When it comes to vectors..
when B,G,E is collinear and $BG:BE $ is $λ:1$.....GE should be $1-λ$ right?....
and can $λ$ be negative
When it comes to vectors..
when B,G,E is collinear and $BG:BE $ is $λ:1$.....GE should be $1-λ$ right?....
and can $λ$ be negative
Your question is a bit unclear, but I think you mean to ask whether it's also true that $$ GE : BE = (1-\lambda) : 1, $$ and that is correct (assuming that "GE" means "the distance from $G$ to $E$, etc.).

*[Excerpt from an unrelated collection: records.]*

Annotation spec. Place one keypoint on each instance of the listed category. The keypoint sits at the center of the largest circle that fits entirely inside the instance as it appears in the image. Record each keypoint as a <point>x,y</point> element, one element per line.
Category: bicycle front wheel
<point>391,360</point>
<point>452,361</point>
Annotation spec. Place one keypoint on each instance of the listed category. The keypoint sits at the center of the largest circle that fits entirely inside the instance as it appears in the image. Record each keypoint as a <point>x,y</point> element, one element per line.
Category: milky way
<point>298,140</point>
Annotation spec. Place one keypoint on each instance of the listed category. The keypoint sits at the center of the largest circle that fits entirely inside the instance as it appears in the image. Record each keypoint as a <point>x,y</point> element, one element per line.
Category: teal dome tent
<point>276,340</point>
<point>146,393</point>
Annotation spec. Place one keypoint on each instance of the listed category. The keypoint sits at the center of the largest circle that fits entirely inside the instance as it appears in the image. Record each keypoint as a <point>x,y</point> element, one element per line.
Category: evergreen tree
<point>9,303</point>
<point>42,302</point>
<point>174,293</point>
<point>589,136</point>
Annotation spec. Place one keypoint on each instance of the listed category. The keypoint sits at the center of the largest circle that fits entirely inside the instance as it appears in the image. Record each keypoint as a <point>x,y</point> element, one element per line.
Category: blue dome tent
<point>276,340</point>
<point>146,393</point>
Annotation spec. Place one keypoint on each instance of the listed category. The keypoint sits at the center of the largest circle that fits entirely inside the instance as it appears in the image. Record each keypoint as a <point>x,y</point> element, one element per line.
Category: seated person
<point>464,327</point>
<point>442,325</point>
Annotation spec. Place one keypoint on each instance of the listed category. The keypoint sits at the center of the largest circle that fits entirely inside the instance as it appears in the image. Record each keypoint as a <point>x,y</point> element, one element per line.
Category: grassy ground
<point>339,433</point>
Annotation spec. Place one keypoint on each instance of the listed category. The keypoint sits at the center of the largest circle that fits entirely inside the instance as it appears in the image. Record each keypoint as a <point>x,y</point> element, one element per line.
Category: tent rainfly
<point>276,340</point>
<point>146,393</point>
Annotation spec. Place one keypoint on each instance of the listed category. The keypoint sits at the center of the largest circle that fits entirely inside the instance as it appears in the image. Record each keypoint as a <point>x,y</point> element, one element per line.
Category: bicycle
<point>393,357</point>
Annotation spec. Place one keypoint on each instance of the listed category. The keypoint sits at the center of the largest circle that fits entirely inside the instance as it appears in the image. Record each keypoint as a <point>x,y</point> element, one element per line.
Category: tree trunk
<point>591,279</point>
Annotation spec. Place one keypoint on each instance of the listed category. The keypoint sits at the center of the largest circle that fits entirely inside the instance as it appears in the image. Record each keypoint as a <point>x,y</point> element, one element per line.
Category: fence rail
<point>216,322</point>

When you ask whether $\lambda$ can be negative...well, in what you've written: if you have $BG : BE = \lambda : 1$, then since both $BG$ and $BE$ are nonnegative (being distances!), their ratio cannot be negative.

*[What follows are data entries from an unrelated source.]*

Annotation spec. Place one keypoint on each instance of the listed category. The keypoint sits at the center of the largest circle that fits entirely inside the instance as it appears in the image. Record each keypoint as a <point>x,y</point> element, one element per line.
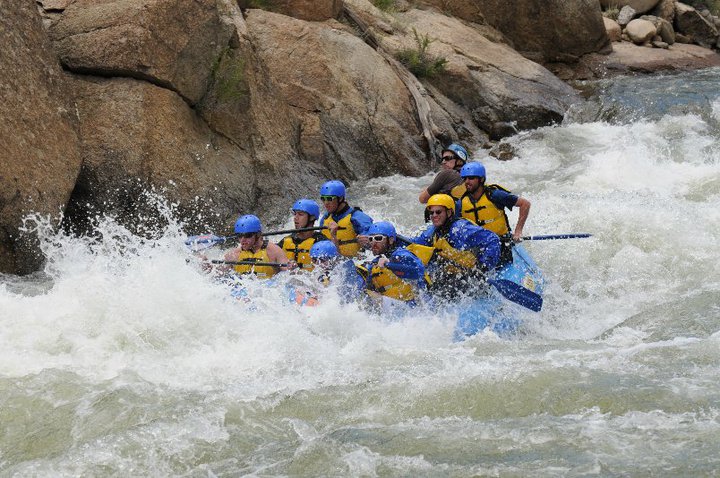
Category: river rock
<point>311,10</point>
<point>542,30</point>
<point>490,79</point>
<point>665,10</point>
<point>663,28</point>
<point>627,13</point>
<point>613,28</point>
<point>640,31</point>
<point>356,117</point>
<point>691,23</point>
<point>170,43</point>
<point>39,149</point>
<point>136,137</point>
<point>640,6</point>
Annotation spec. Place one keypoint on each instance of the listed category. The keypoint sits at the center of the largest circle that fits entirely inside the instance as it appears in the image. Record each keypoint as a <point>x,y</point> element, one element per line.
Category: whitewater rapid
<point>124,358</point>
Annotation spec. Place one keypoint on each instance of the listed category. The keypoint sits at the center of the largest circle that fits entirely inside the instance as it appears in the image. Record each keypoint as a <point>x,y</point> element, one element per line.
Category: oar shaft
<point>291,231</point>
<point>250,263</point>
<point>556,236</point>
<point>548,237</point>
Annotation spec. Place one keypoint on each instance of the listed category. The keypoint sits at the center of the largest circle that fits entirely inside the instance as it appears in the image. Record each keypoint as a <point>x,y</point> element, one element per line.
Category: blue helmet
<point>458,151</point>
<point>384,228</point>
<point>247,224</point>
<point>472,169</point>
<point>323,250</point>
<point>307,205</point>
<point>333,188</point>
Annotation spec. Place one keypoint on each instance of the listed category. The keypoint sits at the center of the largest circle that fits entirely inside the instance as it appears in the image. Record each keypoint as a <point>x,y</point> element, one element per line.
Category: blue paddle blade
<point>205,241</point>
<point>518,294</point>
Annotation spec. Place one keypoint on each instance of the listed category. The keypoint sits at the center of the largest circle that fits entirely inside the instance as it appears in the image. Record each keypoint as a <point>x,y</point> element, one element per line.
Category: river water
<point>123,359</point>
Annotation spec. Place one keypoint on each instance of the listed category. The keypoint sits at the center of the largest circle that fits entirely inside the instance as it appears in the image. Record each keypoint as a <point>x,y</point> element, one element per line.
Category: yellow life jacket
<point>485,213</point>
<point>299,252</point>
<point>347,237</point>
<point>385,282</point>
<point>259,256</point>
<point>460,261</point>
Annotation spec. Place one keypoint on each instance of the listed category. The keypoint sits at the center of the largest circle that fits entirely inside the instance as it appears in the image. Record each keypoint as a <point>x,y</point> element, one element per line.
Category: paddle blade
<point>518,294</point>
<point>205,241</point>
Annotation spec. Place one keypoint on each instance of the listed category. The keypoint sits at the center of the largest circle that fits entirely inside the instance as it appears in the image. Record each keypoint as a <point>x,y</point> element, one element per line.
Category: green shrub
<point>419,61</point>
<point>228,73</point>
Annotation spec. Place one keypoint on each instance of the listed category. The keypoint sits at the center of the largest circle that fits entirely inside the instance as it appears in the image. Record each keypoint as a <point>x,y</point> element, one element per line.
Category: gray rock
<point>640,6</point>
<point>691,23</point>
<point>490,79</point>
<point>39,147</point>
<point>170,43</point>
<point>542,30</point>
<point>613,29</point>
<point>626,15</point>
<point>640,31</point>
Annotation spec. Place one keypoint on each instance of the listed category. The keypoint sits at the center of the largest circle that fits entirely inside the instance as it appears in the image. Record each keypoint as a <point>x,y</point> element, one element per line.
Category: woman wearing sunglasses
<point>448,180</point>
<point>464,252</point>
<point>254,248</point>
<point>297,245</point>
<point>346,226</point>
<point>395,272</point>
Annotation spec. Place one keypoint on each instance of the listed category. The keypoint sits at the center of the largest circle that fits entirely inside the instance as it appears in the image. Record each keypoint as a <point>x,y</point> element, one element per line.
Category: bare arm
<point>524,206</point>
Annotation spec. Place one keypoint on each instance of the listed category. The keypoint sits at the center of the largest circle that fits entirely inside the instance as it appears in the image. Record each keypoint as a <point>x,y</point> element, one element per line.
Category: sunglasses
<point>322,261</point>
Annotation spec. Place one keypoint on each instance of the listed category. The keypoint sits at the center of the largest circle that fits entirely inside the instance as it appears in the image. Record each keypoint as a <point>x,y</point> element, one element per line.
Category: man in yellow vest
<point>297,245</point>
<point>254,248</point>
<point>395,272</point>
<point>346,226</point>
<point>448,180</point>
<point>464,252</point>
<point>485,204</point>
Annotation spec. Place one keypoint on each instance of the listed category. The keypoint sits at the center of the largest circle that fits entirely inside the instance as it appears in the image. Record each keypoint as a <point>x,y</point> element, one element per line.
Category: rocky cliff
<point>227,109</point>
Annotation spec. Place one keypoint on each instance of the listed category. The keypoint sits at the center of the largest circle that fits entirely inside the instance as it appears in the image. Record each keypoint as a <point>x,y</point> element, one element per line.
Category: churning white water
<point>124,359</point>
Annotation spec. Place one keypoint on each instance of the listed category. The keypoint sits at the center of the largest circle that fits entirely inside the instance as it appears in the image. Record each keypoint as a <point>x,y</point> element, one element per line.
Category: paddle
<point>518,294</point>
<point>549,237</point>
<point>510,290</point>
<point>250,263</point>
<point>205,241</point>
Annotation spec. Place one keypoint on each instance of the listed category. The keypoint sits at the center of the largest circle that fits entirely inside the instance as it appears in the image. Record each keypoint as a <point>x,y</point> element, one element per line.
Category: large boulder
<point>542,30</point>
<point>39,154</point>
<point>171,43</point>
<point>491,80</point>
<point>138,137</point>
<point>640,6</point>
<point>640,31</point>
<point>356,116</point>
<point>311,10</point>
<point>613,29</point>
<point>691,23</point>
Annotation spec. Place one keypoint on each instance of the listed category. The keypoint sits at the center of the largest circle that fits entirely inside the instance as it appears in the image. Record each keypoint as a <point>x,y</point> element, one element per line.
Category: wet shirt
<point>444,181</point>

What is true is the following: if $B, G, E$ are collinear points, and we let $$ v = G - B $$ be the vector from $B$ to $G$, and let $$ w = E - B $$ be the vector from $B$ to $E$, and let $$ u = E-G $$ be the vector from $E$ to $G$, then if $$ v = \lambda w $$ for some $\lambda$, we also have $$ u = (1-\lambda) w $$ and this is true regardless of whether we have $B-G-E$, $G-E-B$, or any other between-ness ordering of the points, and is also true whether $\lambda$ is positive or negative.
Indeed, we can go further: if $\lambda < 0$, then the points are ordered $G-B-E$; if $0 < \lambda < 1$, they're ordered $B-G-E$; if $1 < \lambda$, they're ordered $B-E-G$.
Arguably this is one of the reasons to use vectors: they let you form combinations of things with non-positive coefficients.